People don't want to install plug-ins. Heck, I work with XForms day-in day-out and I don't want to bother installing XForms plug-ins. I think I tried installing Novell's processor once, got stymied by it not working with Windows XP SP2, and gave up. Not worth the effort involved, and I'm an XForms developer!

 

Flash provides a capability that is unavailable in HTML. You can't do movies and animation in HTML. It still took years for Flash to really take off and get to where it is now where authors can just depend on it being installed, and can make web sites based on it.
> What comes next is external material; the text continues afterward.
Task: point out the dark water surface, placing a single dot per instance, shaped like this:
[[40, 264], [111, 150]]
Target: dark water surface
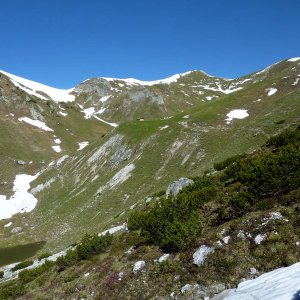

And even still, most web sites that use Flash have an equivalent non-Flash version.

 

Forms, on the other hand, already exist, and can be made quite slick with some JavaScript. You don't need some external plug-in to do forms. XForms offers nothing compelling for end users that will push them to install a plug-in. Form authors are the people that benefit from XForms, not end users. Developers are supposed to absorb the burdens imposed by new technologies, not users!

 

XForms needs to be completely invisible to end-users, or it will be too annoying to ever take off.

 

-----Original Message-----
From: www-forms-request@w3.org [mailto:www-forms-request@w3.org] On Behalf Of Vincent Berger
Sent: Monday, October 31, 2005 12:03 PM
To: Elliotte Harold
Cc: www-forms@w3.org
Subject: Re: AJAX vs. Xforms

 

Le lundi 31 octobre 2005 à 06:58 -0500, Elliotte Harold a écrit : 

 
Vincent Berger wrote:
 
> May be, your tennis is better than your google search for "xforms 
> plugins"  :-)
> Are you serious ?
 
Abso-fucking-lutely.
 
Plugins that aren't installed on users' desktops are as useful to a web 
developer as food sitting on an Albertson's shelf in Arizona is to a 
starving person in Kashmir.


People are not so stupid. They know how to install plugins.